One of Hallin’s most popular works is a book published in 2004 and co-authored with Italian scholar Paolo Mancini titled “Comparing Media Systems: Three Models of Media and Politics.” The book reflects Hallin’s unique position as a communication professor with formal training in political science. He applies strategies of analysis used in comparative politics to the field of media studies, unpacking various systems of European media in a way that is so successful that the book has been translated into 10 different languages.
When Hallin isn’t publishing ground-breaking articles or teaching (COMM 109 in the fall and COMM 104G in the spring), he is reading.
“I read The New York Times every day, which I think is still the best journalism in the U.S. I also listen to NPR a lot,” Hallin said. “Aside from those two, I sample around a lot, partly because this is what I do. It varies a lot from day to day depending on how busy I am, but often it’s like an hour or two depending on what’s going on.”
Despite Hallin’s specialization in journalism and media studies, his favorite class to teach harkens back to the basics.

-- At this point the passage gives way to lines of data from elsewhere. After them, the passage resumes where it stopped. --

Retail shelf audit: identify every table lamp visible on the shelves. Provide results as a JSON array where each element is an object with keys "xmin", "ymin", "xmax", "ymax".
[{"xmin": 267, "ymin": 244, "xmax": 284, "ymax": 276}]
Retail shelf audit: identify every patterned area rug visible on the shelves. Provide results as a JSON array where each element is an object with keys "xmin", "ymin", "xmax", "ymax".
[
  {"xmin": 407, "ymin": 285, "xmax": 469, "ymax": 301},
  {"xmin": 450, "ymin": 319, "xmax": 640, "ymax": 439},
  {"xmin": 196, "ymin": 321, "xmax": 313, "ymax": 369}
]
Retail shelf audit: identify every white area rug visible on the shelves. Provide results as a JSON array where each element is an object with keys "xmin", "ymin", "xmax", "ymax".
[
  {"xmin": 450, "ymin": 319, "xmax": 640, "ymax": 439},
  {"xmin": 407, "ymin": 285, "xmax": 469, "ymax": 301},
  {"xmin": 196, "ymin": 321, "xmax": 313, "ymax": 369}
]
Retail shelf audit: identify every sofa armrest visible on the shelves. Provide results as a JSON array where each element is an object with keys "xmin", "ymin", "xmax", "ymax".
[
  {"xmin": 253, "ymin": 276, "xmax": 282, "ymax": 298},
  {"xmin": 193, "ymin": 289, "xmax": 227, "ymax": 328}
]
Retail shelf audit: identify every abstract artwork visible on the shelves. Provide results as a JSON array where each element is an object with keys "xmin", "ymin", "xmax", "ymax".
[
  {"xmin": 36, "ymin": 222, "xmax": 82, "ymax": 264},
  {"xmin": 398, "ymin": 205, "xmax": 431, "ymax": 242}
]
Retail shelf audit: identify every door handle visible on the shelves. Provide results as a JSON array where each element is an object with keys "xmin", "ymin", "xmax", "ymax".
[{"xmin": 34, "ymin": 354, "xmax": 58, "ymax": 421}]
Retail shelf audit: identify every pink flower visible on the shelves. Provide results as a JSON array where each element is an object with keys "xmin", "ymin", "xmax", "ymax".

“I like COMM 10 a lot. I got to teach about a lot of things that weren’t my speciality, and it was interesting in that way,” Hallin explained. He likes the challenge of learning new things. One peek at his bibliography takes him from a doctorate in political science to a book about media systems and finally to an upcoming work with a medical anthropologist about the coverage of healthcare in the media. The diversity of research Hallin brings to UCSD is a driving force behind the communication department’s mission to transform the way we think about communication and communications technologies.